What does the :: mean in C++? [duplicate]

void weight_data::rev_seq(string &seq){ 
//TODO
std::reverse(seq.begin(), seq.end());
}

In this C++ method, I think this method does not return anything, so the prefix is void, what does :: tell the relationships between weight_data and rev_seq(string &seq)? Thanks!

void is the return type. :: is the scope resolution operator, so it means rev_seq is inside the scope of weight_data. weight_data could be either a namespace or a class (based on what you've given, it's not possible to say which).

In C++,

• A::B means B is an identifier within either namespace or class type A,
• A.B means B is a member of the struct, class, or union type an instance of which is referred to by the object or reference A, and
• A->B means B is a member of the struct, class, or union type an instance of which is referred to by the pointer A. (It's equivalent to (*A).B.)
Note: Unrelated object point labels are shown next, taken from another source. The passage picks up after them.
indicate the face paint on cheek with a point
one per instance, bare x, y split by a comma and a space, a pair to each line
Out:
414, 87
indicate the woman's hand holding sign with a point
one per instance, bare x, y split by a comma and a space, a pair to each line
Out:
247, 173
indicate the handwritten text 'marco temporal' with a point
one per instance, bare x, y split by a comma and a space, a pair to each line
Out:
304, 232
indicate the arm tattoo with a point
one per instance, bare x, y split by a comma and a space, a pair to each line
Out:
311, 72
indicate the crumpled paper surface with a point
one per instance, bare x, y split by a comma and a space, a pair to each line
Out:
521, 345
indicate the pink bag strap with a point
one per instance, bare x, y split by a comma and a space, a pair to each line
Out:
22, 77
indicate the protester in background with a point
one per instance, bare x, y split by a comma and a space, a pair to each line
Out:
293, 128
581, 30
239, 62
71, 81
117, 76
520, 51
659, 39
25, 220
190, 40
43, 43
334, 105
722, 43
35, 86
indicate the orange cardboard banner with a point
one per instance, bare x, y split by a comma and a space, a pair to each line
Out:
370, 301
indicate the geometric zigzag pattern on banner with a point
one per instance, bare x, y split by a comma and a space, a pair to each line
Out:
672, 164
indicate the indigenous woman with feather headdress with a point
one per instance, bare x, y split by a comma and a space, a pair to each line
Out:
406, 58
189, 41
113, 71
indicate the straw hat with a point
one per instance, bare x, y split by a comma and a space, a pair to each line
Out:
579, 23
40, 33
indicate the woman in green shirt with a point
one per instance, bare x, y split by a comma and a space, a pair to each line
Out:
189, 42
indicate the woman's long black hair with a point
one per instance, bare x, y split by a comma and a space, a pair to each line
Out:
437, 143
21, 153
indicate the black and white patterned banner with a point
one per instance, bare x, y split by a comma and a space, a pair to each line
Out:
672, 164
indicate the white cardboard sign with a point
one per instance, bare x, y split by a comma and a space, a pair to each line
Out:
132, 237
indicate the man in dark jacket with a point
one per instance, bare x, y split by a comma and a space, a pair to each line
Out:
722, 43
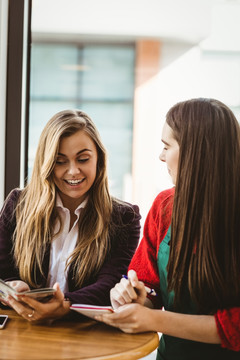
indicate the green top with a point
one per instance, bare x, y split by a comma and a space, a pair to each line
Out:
172, 348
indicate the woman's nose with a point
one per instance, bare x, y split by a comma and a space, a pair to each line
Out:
74, 168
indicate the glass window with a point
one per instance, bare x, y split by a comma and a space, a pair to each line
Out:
98, 79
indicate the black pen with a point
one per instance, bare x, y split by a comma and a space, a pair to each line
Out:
148, 290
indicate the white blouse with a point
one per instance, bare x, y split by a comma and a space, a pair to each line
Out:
62, 245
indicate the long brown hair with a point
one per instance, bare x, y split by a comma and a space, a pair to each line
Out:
205, 230
35, 212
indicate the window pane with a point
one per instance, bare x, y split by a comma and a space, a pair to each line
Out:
109, 74
96, 79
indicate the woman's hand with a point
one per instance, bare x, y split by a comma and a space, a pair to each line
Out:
128, 291
131, 318
33, 310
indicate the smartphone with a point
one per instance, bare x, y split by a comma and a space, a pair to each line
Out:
3, 320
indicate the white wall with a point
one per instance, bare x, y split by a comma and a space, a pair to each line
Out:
185, 20
3, 74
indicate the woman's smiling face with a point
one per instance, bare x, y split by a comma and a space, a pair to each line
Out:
170, 152
76, 167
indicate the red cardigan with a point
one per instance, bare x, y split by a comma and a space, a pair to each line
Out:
144, 262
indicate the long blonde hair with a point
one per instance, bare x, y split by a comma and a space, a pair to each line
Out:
35, 211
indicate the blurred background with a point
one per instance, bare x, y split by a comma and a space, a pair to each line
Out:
126, 63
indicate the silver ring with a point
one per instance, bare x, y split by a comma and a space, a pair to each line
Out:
31, 315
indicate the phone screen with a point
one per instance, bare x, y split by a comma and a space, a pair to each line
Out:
3, 320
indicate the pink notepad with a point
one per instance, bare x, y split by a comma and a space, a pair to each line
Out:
91, 310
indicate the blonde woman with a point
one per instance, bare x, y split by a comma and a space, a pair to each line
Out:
64, 230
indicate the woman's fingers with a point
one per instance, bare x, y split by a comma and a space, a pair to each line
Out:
18, 285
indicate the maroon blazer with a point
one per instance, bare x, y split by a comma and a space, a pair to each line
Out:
124, 240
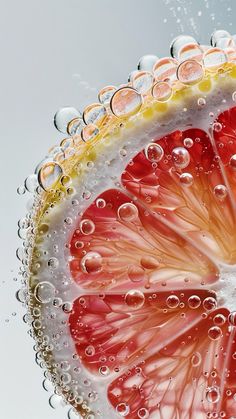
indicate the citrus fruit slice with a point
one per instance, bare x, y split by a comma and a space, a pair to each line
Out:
130, 246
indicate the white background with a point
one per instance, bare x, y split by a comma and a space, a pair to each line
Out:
56, 53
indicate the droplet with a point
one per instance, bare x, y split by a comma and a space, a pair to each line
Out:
186, 179
142, 82
194, 301
49, 175
87, 226
63, 116
147, 62
190, 72
162, 91
125, 102
105, 94
165, 69
94, 114
154, 152
181, 157
213, 394
172, 301
44, 292
127, 212
220, 192
134, 299
91, 263
214, 58
89, 132
123, 409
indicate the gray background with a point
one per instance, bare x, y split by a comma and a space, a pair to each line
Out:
56, 53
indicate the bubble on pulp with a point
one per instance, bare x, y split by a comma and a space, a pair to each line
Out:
91, 263
127, 212
154, 152
89, 132
142, 82
162, 91
105, 94
49, 175
44, 292
134, 299
94, 114
181, 157
87, 226
125, 102
190, 72
63, 116
147, 62
165, 69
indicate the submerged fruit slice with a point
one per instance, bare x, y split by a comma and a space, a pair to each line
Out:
131, 252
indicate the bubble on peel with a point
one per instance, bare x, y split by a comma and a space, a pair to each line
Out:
91, 263
142, 82
126, 101
180, 157
44, 292
194, 301
179, 42
49, 175
147, 62
220, 192
190, 72
215, 333
232, 318
123, 409
63, 116
214, 58
186, 179
89, 132
172, 301
127, 212
162, 91
213, 394
134, 299
87, 226
94, 114
165, 69
105, 94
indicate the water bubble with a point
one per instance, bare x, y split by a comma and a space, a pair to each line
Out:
105, 94
142, 81
162, 91
63, 116
220, 192
154, 152
125, 102
44, 292
181, 157
123, 409
89, 132
94, 114
165, 69
91, 263
186, 179
194, 301
215, 333
87, 226
134, 299
147, 62
190, 72
127, 212
213, 394
49, 175
214, 58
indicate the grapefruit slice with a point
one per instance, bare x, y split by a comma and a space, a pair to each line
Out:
130, 250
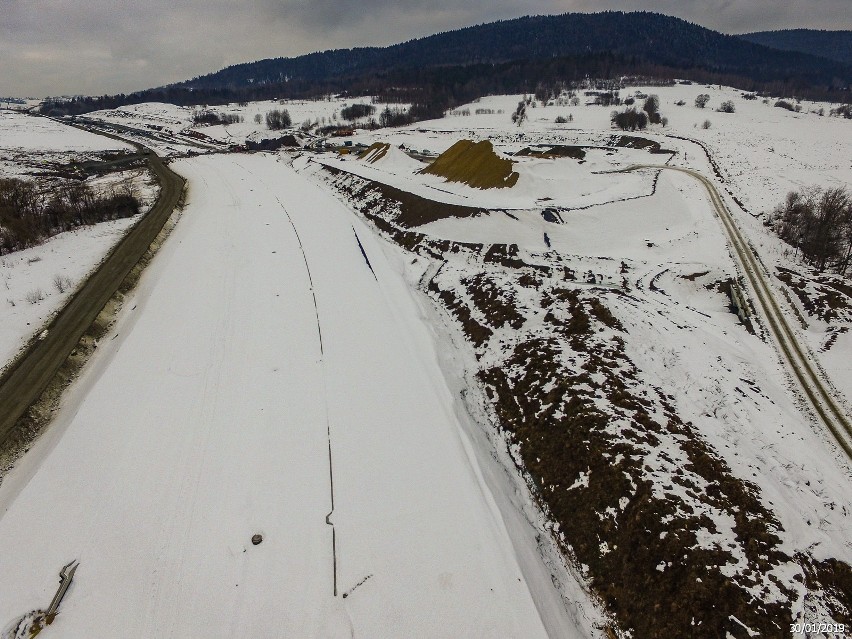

In some other languages, all three cases are covered by a . only.

Note that in C++, member function don't have to be implemented (defined) within their class' definition. (If they are, they are implicitly inline.) They can be, and often are, implemented in separate implementation (.cpp) files. This has the advantage that not all users of a class need to recompile when you change an implementation of one of the class' member functions. So unless weight_data is a namespace name, void weight_data::rev_seq(string &seq) {...} is such a definition of a class member outside of its class.

weight_data is a namespace or class name.